I finally rented Liberal Arts. For those who have not seen or heard of it, this is a film written by Josh Radnor, known to most as Ted Mosby on the popular show How I Met Your Mother. I have been a fan of Josh since watching How I Met Your Mother, and while I may have spent some time appreciating the similarities in our Jewish upbringings, I did actually appreciate him as an actor.
As a brief review, Liberal Arts, is an indie film that encompasses the themes of growing up, the pros and cons of academia, and losing oneself into fiction. Any bookworm, liberal arts graduate, or immortal child can appreciate this film. The main character, Jesse, played by Josh Radnor, is a college admissions officer who finds himself back at his alma mater to celebrate the retirement of one of his favorite professors. While back at school (appropriately filmed at the same Liberal Arts college Radnor attended), he forges a connection with an undergraduate and finds himself reflecting back on his college days. The most beautiful part of the film was how the collection of characters provided different viewpoints into the world of a liberal arts campus. There were multiple perspectives of professor, student, graduate, and outsider. It made for a whole picture and a way to challenge ones philosophies on life and growing up. On top of all of that, the film brought to focus the power of literature and art and how those things can both forge connections and shut you out from the rest of the world. While it was not always a comfortable film to watch and there were many times I highly disagreed with the approach or characterization of individuals, I did find the film to be enlightened and fulfilling.

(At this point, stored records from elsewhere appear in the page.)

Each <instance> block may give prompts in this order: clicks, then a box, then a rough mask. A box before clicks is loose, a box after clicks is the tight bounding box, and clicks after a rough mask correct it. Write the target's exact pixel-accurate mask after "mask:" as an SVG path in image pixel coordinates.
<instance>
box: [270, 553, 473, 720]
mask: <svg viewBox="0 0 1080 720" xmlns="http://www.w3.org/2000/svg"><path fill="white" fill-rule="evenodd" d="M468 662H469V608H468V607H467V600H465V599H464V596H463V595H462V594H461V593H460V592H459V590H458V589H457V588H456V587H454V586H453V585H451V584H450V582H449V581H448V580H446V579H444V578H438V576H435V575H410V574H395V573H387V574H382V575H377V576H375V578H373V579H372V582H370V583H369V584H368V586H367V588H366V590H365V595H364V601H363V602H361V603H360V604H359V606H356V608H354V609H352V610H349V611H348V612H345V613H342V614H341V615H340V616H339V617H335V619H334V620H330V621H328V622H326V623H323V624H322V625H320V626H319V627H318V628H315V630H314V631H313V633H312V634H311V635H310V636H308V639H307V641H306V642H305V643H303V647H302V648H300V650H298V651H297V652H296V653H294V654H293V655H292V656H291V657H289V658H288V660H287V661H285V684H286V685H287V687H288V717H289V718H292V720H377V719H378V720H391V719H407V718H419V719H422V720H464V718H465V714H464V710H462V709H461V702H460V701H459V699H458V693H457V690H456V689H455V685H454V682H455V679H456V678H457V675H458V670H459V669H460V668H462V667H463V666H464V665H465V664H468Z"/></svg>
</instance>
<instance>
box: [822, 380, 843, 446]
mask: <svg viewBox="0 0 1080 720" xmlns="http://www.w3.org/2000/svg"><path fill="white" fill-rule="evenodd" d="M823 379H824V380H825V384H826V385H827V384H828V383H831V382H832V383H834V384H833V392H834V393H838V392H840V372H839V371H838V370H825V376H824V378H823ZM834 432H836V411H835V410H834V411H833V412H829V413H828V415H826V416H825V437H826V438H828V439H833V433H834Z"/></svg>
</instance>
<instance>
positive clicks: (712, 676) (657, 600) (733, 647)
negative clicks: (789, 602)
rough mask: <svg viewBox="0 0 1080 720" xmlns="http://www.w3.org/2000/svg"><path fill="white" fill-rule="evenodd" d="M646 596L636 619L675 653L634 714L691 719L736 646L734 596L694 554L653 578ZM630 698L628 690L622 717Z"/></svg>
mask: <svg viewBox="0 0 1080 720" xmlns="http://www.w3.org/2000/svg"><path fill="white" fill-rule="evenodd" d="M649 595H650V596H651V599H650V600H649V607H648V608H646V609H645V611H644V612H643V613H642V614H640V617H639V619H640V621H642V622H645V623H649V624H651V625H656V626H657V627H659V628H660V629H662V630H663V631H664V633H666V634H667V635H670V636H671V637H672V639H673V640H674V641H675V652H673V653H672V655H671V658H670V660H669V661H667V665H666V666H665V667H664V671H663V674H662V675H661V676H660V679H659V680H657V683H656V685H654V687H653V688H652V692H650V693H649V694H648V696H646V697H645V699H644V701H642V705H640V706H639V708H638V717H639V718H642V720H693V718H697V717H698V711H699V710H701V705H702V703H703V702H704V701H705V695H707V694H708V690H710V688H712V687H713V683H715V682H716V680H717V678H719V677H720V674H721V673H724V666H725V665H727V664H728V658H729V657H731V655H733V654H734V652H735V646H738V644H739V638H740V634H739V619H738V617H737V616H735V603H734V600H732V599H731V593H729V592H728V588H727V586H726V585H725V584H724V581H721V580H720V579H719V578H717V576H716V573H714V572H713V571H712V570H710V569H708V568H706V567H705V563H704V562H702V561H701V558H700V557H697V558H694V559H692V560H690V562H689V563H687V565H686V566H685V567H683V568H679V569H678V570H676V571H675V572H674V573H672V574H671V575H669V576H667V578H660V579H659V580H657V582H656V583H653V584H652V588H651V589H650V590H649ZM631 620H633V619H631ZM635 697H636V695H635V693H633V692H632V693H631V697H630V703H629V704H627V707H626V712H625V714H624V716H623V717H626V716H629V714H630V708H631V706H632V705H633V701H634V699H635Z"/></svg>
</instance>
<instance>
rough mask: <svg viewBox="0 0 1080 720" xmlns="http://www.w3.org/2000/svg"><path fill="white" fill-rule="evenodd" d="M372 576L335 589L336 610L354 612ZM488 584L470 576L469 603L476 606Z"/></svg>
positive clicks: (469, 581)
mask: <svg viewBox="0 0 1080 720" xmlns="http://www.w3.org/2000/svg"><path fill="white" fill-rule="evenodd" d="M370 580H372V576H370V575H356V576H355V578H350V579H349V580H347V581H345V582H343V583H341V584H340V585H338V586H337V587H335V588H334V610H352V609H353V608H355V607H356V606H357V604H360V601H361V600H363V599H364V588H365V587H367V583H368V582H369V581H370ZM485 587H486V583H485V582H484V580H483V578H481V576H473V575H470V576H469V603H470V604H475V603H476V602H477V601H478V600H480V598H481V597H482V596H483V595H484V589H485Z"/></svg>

Which leads me back to the original point- is it okay to be following an artist as I do? Oftentimes I find myself so wrapped up in an individual that I will seek out any work they engage in. Take Joshua Jackson for example. I only started watching Fringe because his name was attached. Ironically, after getting hooked on Fringe, I fell in love with JJ Abrams and swore to watch anything he made. The cast of How I Met Your Mother (including Radnor) are such highly talented individuals that I have followed them as well. Many times, a familiar actor is all it takes for me to see a film, despite the reviews.
So, when is too much? I am not sure I will ever have an answer to that question. I sat through all the episodes of 666 Park Avenue because I have followed Dave Annable since Reunion and Brothers and Sisters (and Robert Buckley in One Tree Hill was another incentive), but was it really worth my time? The books were fun and soapy, but the show was roughly developed and weird. So why do I keep doing it? The world of TV is so small that as my basket of artists grow, I find myself drawn to too much, and then you can never stop. That being said… sometimes actor-following leads you to an enlightened piece of work that can shape your view. And while I am not sure I would call St. Elmo’s Fire completely enlightened, following Rob Lowe led me to that film, which led me to what I consider to be a most defining film for a 20-something living in Washington DC.